Disparities in Minority Healthcare
Naman Pujeri, 5/30/24
Disparities in Minority Healthcare
Naman Pujeri, 5/30/24
Health disparities are gaps in the quality of health and healthcare that mirror differences in socio-economic status, racial and ethnic diversity and educational level.
The CDC defines health disparities as "preventable differences in the burden of disease, injury, violence, or opportunities to achieve optimal health that socially disadvantaged population experience.”
Despite significant advancements in healthcare, disparities persist among marginalized populations in various countries. Improved access to healthcare has benefited many, but there are still profound gaps in health outcomes and the quality care and essential services. Health inequities affect minority populations, low-income families, and other vulnerable groups. Various factors contribute to health disparities and socioeconomic status plays a vital role. Income, education, occupation, and housing, influence a person’s ability to access quality health services. This becomes a barrier to various aspects such as limited health insurance coverage, inadequate health care facilities in their communities, and financial constraints which prevent them from availing timely health care. These can lead to delayed diagnosis, improper/poor treatment and ultimately lead to disparities. The populations that are affected include racial and ethnic minorities, people residing in various geographic areas, women, children, older individuals, and people with disabilities. Hence as an effect of this, some populations have higher rates of disease as compared with the general population.

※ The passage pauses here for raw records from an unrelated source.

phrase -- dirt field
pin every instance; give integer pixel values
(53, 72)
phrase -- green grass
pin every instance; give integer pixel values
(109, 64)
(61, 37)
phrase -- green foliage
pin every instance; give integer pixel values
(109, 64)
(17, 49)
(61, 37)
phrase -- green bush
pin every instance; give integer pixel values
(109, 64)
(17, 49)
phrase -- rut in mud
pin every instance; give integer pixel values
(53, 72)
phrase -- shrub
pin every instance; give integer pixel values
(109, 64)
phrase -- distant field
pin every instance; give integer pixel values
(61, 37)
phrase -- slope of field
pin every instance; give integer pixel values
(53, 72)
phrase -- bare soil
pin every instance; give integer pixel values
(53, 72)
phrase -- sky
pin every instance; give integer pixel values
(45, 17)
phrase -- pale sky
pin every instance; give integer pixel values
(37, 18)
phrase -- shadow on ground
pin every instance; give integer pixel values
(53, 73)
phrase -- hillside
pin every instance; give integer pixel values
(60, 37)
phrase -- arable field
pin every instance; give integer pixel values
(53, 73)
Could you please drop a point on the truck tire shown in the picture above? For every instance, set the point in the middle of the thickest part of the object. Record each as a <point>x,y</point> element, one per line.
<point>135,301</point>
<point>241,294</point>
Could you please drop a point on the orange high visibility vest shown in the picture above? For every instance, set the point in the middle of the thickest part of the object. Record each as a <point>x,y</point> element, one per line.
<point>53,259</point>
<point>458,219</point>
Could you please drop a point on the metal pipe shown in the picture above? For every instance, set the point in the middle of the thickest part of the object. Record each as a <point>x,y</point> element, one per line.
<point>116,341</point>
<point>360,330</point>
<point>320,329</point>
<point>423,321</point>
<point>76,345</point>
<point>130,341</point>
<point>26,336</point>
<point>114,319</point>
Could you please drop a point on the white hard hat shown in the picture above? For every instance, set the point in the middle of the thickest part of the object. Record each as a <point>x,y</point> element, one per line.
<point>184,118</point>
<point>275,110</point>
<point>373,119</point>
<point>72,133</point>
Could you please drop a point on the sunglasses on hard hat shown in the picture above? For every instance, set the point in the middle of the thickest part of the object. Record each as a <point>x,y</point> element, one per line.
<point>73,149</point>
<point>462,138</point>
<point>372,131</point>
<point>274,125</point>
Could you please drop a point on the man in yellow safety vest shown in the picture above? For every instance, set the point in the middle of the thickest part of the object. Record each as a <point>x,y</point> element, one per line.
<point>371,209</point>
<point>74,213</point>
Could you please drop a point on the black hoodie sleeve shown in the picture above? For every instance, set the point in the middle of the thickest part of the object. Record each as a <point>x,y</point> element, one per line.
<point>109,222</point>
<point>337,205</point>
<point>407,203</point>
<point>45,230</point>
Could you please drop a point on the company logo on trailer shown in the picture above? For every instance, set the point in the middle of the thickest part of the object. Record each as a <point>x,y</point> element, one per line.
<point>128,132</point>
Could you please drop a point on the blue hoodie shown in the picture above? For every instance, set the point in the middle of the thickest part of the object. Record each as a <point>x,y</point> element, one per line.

These health account for significant costs to states and communities. According to a 2018 study by the W.K. Kellogg Foundation and Altarum, health disparities cost 42 billion dollars in lower productivity and 93 billion dollars in excess medical costs each year.
Communities of color, rural areas, people with cognitive and physical disabilities, and individuals who identify as LGBTQ are often disproportionately exposed to conditions and environments that negatively affect health and lead to disparities. Continuous research is needed to determine where disparities exist so successful interventions can be designed to address the issues. It is acceptable when we say our genetic makeup, our environment, our social and economic context and our personal behaviors as well contribute to differing the health status. However, when the health status of a population and/or a community is impacted by various circumstances that are unfair, mere differences in health status must be thought of as unjust disparities in health status. Even when income, health insurance, and access to care are accounted for, disparities remain. Disproportionately poor health outcomes – in areas such as infant mortality, life expectancy, and prevalence of chronic disease—reveal differences by race and ethnicity independent of other factors. For example, Black people have higher rates of high blood pressure and tend to develop this diagnosis at an earlier age than other racial groups. Similarly, Blacks and Hispanic people are more likely to suffer strokes.
Timely access to care is important for ensuring desirable health outcomes, reducing the financial burden from seeking non-network care and possibly more distant healthcare, and improving patients’ perception of need.